MLOps plays an important role in the entire model lifecycle, like uniting data collection, preprocessing, modeling, evaluation, product deployment, and re-training into a unified process. MLOps evolved from DevOps principles and is particularly used for ML models’ lifecycles.
MLOps uses MLFlow, an API interface, to integrate MLOps principles into a model’s lifecycle with minimal changes to existing code. With just a few lines of code introduced at a few places, it can follow all the segments relevant to the model. With MLFlow, you can stay highly organized with your experiments even if you don’t necessarily need the deployment capabilities to the cloud services.
MLFlow is a Free and Open-Source Software (FOSS) from Data Bricks.
An organization must implement the operationalization of MLFlow models using AWS SageMaker.

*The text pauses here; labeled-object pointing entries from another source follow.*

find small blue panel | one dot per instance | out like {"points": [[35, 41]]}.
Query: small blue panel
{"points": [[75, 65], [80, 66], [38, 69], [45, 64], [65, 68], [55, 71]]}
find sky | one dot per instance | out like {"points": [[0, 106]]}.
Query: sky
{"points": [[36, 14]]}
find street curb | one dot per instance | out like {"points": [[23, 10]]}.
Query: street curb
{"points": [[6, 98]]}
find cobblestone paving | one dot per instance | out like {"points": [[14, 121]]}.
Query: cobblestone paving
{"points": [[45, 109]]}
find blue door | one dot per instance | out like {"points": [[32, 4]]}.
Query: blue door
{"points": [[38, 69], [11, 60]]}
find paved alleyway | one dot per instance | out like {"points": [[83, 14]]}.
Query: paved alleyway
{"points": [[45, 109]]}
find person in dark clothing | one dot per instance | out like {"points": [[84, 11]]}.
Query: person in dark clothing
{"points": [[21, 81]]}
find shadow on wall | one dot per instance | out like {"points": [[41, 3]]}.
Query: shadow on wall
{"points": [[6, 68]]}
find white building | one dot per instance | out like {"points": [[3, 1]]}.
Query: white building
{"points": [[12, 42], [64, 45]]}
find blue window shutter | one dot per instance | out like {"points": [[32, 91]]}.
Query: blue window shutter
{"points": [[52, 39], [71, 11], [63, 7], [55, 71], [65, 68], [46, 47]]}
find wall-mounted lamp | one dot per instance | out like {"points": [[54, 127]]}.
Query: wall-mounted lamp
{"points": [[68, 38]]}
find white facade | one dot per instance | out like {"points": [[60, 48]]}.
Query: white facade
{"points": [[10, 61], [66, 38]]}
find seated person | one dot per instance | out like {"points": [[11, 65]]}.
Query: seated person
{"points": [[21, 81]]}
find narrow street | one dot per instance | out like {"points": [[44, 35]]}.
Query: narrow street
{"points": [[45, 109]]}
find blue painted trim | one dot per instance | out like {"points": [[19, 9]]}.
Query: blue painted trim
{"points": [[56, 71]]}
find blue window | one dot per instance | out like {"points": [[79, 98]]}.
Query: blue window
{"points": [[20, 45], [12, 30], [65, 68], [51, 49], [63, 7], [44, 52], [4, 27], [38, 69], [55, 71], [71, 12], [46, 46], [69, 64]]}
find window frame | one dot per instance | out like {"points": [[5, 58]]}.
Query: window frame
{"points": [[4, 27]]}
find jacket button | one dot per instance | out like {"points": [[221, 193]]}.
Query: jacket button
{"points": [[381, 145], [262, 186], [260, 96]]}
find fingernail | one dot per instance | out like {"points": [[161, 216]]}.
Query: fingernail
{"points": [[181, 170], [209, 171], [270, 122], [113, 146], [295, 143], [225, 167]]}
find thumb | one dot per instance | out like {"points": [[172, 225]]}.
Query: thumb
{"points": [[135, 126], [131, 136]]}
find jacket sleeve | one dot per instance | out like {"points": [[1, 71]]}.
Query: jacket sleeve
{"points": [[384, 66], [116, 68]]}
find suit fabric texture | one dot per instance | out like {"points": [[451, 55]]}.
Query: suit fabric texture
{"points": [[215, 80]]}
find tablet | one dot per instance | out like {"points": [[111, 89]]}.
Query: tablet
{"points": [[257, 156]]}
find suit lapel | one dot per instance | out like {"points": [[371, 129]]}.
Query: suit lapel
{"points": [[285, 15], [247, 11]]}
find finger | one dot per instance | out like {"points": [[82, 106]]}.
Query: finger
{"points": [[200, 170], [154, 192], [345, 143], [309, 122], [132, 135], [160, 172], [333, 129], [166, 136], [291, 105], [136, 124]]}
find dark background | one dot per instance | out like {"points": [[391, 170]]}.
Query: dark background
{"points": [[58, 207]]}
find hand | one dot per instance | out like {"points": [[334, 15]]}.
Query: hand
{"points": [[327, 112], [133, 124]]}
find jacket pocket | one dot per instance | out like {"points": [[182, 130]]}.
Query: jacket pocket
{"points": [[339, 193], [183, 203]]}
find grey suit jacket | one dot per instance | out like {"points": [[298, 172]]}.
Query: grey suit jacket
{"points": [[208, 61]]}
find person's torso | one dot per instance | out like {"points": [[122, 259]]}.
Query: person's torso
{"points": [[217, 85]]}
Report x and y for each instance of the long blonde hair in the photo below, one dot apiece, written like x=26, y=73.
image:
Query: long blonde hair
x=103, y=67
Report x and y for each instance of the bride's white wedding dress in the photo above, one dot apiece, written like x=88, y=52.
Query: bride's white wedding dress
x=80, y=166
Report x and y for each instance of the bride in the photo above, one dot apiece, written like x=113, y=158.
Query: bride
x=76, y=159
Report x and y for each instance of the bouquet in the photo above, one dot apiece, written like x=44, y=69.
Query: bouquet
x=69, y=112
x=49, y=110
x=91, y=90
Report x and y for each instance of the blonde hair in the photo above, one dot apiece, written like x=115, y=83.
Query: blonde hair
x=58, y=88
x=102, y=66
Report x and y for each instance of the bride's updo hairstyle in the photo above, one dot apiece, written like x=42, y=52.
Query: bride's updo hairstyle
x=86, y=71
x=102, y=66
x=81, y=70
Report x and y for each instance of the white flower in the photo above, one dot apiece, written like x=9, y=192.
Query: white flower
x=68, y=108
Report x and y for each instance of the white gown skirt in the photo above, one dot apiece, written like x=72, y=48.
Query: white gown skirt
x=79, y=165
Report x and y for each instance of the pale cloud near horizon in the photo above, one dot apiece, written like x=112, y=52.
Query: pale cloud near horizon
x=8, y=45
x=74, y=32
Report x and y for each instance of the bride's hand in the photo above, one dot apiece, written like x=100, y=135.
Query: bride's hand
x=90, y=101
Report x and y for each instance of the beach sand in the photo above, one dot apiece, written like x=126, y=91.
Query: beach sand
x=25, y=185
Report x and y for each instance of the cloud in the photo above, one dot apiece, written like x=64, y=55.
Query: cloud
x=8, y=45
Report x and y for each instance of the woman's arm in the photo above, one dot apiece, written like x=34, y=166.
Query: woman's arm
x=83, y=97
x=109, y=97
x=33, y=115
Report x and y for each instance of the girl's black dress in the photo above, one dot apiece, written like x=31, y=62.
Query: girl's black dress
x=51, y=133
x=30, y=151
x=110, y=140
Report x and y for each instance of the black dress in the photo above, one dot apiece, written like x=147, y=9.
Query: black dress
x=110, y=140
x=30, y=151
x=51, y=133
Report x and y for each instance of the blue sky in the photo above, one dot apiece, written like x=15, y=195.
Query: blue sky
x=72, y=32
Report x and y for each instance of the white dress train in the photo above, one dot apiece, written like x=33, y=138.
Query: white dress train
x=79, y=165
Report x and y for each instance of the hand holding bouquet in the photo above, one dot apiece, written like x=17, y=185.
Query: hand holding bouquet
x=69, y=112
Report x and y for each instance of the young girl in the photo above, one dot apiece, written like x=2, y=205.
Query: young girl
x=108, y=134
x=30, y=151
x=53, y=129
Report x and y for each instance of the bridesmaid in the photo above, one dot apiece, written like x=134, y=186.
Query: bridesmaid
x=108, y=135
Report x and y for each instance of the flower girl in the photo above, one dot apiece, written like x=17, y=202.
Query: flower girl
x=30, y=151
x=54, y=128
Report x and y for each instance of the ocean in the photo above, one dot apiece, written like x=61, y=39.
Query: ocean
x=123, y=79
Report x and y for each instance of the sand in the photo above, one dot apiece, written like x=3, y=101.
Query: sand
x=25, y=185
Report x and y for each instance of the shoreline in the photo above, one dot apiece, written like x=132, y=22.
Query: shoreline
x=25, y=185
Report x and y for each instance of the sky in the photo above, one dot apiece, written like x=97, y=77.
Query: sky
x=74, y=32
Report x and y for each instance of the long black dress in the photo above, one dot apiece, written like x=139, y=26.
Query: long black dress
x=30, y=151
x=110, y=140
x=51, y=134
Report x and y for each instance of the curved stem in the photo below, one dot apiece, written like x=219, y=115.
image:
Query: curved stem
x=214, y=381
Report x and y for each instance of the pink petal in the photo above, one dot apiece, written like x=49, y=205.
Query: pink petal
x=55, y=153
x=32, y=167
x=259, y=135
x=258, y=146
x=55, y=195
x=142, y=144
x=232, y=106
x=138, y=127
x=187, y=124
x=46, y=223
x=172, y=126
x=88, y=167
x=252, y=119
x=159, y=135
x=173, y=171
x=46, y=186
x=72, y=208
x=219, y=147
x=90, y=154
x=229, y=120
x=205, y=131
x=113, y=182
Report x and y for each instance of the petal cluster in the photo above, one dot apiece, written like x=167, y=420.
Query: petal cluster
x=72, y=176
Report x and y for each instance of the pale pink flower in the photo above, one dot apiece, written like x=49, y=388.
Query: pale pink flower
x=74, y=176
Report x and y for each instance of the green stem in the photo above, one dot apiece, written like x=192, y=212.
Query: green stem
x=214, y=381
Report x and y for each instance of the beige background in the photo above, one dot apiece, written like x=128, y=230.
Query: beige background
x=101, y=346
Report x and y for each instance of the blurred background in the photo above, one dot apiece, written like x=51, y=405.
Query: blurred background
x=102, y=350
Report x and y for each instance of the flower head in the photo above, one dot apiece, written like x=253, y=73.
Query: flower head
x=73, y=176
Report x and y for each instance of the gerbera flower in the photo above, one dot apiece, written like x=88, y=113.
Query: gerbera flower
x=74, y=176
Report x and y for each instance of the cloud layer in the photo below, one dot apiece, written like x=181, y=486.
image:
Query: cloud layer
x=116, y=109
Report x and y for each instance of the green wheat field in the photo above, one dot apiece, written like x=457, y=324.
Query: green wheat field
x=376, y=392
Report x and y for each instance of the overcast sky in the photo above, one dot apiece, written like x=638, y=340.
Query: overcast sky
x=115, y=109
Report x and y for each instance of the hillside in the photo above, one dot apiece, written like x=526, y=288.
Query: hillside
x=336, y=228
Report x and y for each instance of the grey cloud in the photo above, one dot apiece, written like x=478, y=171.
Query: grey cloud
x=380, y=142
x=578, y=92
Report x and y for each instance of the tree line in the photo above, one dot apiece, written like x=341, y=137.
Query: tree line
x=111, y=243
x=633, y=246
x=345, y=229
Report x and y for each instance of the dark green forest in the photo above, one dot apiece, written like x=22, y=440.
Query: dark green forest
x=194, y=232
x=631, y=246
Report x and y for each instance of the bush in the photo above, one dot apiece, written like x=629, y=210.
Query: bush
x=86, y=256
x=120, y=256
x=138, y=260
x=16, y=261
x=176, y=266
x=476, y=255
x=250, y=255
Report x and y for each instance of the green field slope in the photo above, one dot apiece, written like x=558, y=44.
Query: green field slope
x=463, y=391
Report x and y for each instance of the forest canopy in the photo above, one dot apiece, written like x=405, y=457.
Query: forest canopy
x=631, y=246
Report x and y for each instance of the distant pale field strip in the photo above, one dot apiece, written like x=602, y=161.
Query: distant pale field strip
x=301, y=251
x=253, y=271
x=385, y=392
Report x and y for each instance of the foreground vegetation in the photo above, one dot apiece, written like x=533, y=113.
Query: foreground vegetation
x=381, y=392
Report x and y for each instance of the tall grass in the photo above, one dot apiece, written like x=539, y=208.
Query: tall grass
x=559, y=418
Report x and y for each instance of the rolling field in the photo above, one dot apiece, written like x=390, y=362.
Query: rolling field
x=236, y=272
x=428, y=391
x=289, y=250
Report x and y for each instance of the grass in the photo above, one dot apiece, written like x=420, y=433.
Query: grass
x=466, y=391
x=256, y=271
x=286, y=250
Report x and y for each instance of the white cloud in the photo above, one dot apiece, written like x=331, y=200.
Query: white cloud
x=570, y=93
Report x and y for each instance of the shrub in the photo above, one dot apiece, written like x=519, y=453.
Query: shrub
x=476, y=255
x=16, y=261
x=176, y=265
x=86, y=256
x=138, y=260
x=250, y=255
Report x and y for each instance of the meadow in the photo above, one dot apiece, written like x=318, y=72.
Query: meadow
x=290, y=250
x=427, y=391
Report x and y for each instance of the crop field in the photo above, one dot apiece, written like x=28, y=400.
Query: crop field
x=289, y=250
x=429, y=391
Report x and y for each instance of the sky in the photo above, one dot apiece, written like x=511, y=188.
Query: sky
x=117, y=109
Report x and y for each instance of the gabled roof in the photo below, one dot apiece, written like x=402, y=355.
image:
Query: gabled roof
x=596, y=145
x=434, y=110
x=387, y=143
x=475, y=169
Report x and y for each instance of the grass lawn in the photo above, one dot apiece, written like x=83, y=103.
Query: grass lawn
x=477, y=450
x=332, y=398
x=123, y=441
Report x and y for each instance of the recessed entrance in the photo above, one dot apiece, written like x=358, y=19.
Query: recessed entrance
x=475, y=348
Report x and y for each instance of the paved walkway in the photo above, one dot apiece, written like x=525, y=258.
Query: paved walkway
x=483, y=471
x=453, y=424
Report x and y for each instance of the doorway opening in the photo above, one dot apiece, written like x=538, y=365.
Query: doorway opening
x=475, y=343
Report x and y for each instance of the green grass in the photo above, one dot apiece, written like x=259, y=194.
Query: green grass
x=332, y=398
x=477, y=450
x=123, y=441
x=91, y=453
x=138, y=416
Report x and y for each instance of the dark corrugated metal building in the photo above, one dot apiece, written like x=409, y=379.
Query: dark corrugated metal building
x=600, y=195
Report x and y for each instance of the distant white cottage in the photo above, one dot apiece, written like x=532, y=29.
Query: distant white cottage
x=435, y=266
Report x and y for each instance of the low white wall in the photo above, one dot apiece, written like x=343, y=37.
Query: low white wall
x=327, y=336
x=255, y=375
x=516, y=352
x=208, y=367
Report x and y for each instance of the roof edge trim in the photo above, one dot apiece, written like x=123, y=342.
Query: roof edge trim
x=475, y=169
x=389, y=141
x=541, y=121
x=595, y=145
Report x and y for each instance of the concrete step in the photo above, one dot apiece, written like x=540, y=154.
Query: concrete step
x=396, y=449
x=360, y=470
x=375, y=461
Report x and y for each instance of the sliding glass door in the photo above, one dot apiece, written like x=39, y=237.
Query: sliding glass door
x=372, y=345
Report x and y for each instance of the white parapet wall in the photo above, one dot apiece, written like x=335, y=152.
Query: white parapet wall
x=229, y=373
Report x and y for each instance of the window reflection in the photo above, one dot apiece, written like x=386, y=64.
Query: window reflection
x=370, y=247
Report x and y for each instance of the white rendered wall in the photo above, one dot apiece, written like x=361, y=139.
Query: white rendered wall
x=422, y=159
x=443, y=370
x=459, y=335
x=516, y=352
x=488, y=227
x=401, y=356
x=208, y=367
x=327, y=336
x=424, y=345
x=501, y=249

It includes a series of activities: upload runs to S3 storage, build & push an MLFlow Docker container image, deploy a model, query it, update it once it is deployed, and remove a deployed model.
Before running, MLFlow needs to fulfill a few AWS pre-requisites:
1. AWS CLI is set up and ready to use.
2. AWS IAM credentials are set up to use.
3. AWS IAM role set up for SageMaker to read/write from S3.
4. Docker run time is installed and ready to use.
The Model deployment requires:
· Configuring AWS: Setting up the S3 bucket to hold the mlruns in a folder. The SageMaker can refer to the mlruns in S3 using Step Functions or Lambdas to create a docker image and push it to ECR.
· Deploying a model to AWS SageMaker: The MLflow on SageMaker can pull the image from ECR and run it on the ECS. SageMaker maintains its own dedicated ECR and ECS.
· Making predictions: Now, the model runs in SageMaker.
· Switching models: Using MLFlow, we can switch models (either the same type of model, another version, or entirely a different model).
· Removing the deployed model: After it runs and delivers predictions, it can be shut down with an ML flow. It can delete the endpoints if created and helps to save OpEx costs.
In a headless mode, the model can point to read data from S3 (in CSV format, for example) and get the results posted in S3 as a CSV. It can also run with endpoints. In that case, we can use Boto3 to send a request and get a response.
A high-level MLOps on SageMaker conceptual architecture is depicted below from Amazon documentation for reference.
MLOps for SageMaker can be built by the steps here: https://aws.amazon.com/tutorials/machine-learning-tutorial-mlops-automate-ml-workflows/.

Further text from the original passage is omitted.